SVCC’s Power Line Worker Training Program celebrates its 21st cohort and 500th graduate.

John Lee Speaker PLW Graduation

In 2015, leaders of Mecklenburg Electric Cooperative (MEC), Southside Electric Cooperative, and the Virginia, Maryland & Delaware Association of Electric Cooperatives put their heads together to come up with a solution for a growing need for well-trained lineworkers.

Through collaboration with Southside Virginia Community College, the SVCC Power Line Worker Training Program was created, with its first cohort entering SVCC’s doors in 2016.
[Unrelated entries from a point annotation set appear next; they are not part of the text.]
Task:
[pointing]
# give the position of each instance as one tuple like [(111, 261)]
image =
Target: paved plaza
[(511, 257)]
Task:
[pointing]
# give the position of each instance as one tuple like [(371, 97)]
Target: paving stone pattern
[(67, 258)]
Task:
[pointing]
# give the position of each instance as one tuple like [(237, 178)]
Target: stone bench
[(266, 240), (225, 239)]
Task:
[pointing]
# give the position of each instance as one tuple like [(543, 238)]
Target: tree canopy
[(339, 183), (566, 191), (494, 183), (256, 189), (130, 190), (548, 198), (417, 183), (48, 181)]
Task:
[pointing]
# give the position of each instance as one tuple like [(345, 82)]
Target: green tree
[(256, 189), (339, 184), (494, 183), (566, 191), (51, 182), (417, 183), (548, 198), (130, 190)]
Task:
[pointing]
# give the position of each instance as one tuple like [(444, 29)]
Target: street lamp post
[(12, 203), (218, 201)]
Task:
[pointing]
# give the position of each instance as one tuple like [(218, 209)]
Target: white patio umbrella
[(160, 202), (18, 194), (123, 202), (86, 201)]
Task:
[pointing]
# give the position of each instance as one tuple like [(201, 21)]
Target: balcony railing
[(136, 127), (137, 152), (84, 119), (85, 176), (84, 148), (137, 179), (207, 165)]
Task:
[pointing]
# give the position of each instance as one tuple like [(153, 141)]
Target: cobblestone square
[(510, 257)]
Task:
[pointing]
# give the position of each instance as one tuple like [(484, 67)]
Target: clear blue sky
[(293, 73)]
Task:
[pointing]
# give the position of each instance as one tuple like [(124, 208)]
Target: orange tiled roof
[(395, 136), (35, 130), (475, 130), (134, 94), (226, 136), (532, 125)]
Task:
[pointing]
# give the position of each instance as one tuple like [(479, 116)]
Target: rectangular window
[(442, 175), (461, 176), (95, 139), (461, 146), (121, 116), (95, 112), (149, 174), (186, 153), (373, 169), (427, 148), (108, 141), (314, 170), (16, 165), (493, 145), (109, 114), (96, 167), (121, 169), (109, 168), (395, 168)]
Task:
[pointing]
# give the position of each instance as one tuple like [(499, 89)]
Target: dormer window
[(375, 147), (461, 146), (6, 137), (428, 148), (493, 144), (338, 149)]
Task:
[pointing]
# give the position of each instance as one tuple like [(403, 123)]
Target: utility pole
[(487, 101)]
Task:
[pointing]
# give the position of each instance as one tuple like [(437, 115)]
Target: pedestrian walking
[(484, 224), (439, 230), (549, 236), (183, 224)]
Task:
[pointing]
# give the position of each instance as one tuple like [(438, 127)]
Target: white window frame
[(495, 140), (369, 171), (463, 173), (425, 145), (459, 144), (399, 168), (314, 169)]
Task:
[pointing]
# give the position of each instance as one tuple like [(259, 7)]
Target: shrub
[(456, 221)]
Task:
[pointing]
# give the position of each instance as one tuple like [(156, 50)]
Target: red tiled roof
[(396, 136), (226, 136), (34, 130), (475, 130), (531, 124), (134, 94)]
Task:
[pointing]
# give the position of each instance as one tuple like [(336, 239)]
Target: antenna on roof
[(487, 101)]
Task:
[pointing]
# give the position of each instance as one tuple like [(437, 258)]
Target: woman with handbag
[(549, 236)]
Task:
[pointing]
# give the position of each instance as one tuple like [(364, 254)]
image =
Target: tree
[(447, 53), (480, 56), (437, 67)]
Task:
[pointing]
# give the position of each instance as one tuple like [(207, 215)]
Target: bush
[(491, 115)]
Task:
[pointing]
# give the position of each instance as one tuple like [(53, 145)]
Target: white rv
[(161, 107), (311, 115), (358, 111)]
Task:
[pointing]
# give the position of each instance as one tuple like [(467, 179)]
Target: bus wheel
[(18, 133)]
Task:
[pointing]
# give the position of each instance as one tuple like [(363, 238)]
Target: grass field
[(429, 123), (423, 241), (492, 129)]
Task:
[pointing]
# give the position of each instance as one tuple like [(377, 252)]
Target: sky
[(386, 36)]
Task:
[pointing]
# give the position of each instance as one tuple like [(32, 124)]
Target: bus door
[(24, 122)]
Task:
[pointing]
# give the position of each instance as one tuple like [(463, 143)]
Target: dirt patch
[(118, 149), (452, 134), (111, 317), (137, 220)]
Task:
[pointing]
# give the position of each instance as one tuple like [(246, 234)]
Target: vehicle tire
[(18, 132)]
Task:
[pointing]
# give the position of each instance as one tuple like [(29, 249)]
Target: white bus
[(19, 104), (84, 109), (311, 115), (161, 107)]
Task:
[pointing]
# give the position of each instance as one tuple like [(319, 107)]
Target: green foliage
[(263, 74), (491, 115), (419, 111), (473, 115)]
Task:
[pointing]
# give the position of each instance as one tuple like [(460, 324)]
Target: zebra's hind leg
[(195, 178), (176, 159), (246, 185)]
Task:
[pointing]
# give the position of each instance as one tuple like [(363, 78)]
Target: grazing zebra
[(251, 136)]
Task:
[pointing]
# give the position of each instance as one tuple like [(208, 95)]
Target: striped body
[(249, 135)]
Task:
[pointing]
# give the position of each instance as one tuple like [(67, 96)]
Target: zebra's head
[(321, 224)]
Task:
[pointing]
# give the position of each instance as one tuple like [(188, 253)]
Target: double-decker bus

Fast forward seven years and the program has now graduated 21 classes, totaling 501 students hailing from 56 counties and 13 cities in Virginia, as well as seven other states. 95 percent of the students from this rigorous program now work at 71 different companies, and an astounding 90 percent of the graduates have received job offers before, or soon after graduation.

John C. Lee, Jr., president and CEO of MEC, and one of the original authors of the concept for the curriculum, gave the commencement address at Southside Virginia Community College’s Power Line Worker Training Program’s 21st completion ceremony recently, acknowledging the program’s significant milestones.

“The graduates we honor today are shining examples of this program’s value and SVCC’s strong commitment to their success. Knowledge, embedded in skill sets and coupled with initiative, teamwork, and other social skills, yields individuals such as these graduates who will begin their careers with a very competitive start … this school is generating potential employees who can immediately begin contributing to the bottom line of his or her employer.”

To the graduates, he said, “What we do impacts the quality of life for all who live in our great nation, and you have successfully taken the first step to be counted amongst the incredibly dedicated team of people responsible for powering our country.

“Electric utility line work is among the most noble, demanding, and hazardous of careers, and doing the job safely and competently requires intelligence, mental discipline, physical toughness, and a constant commitment to teamwork,” Lee continued. “I congratulate and honor each of you, and hope to leave you with this most important message of all … always put safety first, and to that rule, there can be no exceptions.”

The ceremony was held at Pickett Park inside Fort Barfoot in Blackstone.